Auktionshaus

Auktion: Zeitgenössische Kunst

21. Juni 2017, 18:00 Uhr

0863

Arnulf Rainer*

(Baden 1929)

„Regentropf-Kopf (Gespenstl)“
1965
Mischtechnik auf Karton auf Holzplatte; gerahmt
101 × 66,4 cm
Signiert, datiert und bezeichnet links unten: A Rainer, 65, "Gespenstl", Regentropf-Kopf

Provenienz

ehemals Sammlung Wilhelm Anger;
Privatbesitz, Österreich

Literatur

Rainer, Arnulf in (Hrsg.) Otto Breicha: Hirndrang, Selbstkommentare und andere Texte zu Werk und Person mit 118 Bildbeigaben, Verlag Galerie Welz Salzburg, 1980, S. 91

€ 57.000

Surrealismus, Informel und Proportionsstudien führten Arnulf Rainer zu seinen formatfüllenden, monochromen, kontemplativen Übermalungen der 1950er Jahre. Ab 1960 veränderte und erweiterte sich seine Bildsprache und er nahm einen sichtbaren Dialog mit der darunterliegenden Geste auf.

Wahnsinn ist das innere Feuer dieser Kunst. Schizophrenie nistet in ihrem Herzen. Psychopathen sind ihre Erfinder… (Rainer, Schön und Wahn, 1967 in: Arnulf Rainer, Schriften, Ostfildern 2010, S 36)

….schrieb Rainer über die Kunst von geisteskranken Künstlern, die er selbst seit 1963 sammelt.
Aus dieser Auseinandersetzung mit einer Kunst, die tief aus dem Inneren kommt und nicht rational zu begreifen oder zu erkären ist, enstanden Arbeiten, wie die Vorliegende.

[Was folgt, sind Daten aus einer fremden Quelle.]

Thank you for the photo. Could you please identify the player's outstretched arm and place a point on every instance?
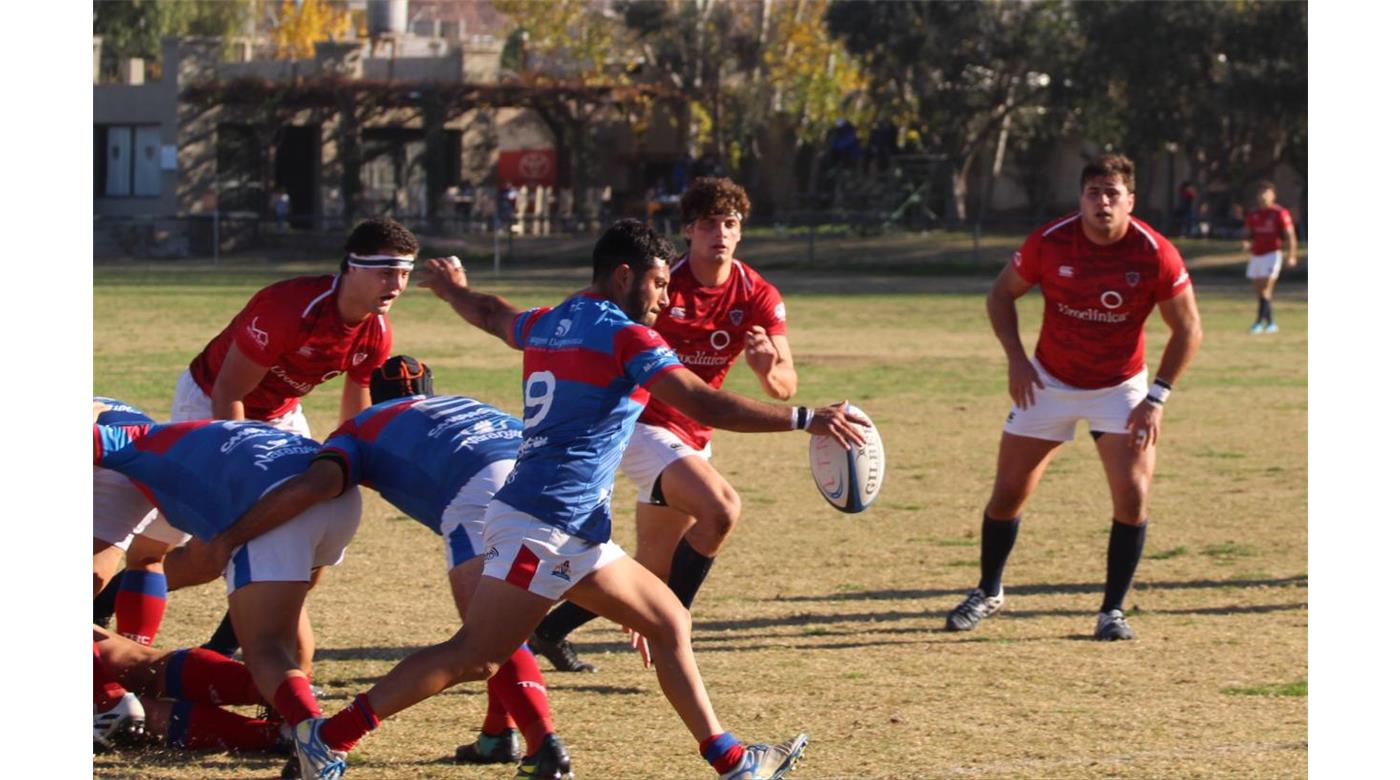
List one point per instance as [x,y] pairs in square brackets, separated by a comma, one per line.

Eine surreale graphische Zeichnung ist überdeckt von aggressiven und dicht nebeneinander aufgetragenen Strichen in einer intensiven Farbigkeit. Auf diesen feinenlinigen grafischen Gesten zeigt sich durch eine breite schwarze Kontur eine Tropfenform, die sich auch als Gesicht erkennen lässt.
Spontanität, Impulsivität, Ekstase und Trance, hervorgerufen durch Drogen oder andere Stimulationsmittel, sollten in dieser phantasmagorischen Werkphase dazu beitragen sich von Tabus zu befreien und verschüttete Phantasien freizulegen. Meist waren es Köpfe, die aus solchen Offenlegungen entstanden. Der Kopf als Symbol des rationalen Denkens wird aufgebrochen und groteske, surreale und befremdende Gedanken finden einen Weg. Letzendlich ist die Farbe und die Geste gebändigt durch die schwarze Kontur. Die Titelfindung bildet den Schlusspunkt.
Es entstanden viele Papierarbeiten oft auf Architektenfolie, Millimeterpapier oder Ultraphanfolie. Diese Arbeit ist eine der seltenen auf Karton gemalten Werke aus dieser Zeit und besticht durch die außergewöhnliche Farbigkeit, die eigenwillige durchdachte Komposition und durch das große Format. Die Holzplatte wurde in der letzten Phase der Übermalung als Malgrund miteinbezogen. Dieses Werk zeigt deutlich den Übergang von gestischer Abstraktion zu einer figurativen Darstellungsweise.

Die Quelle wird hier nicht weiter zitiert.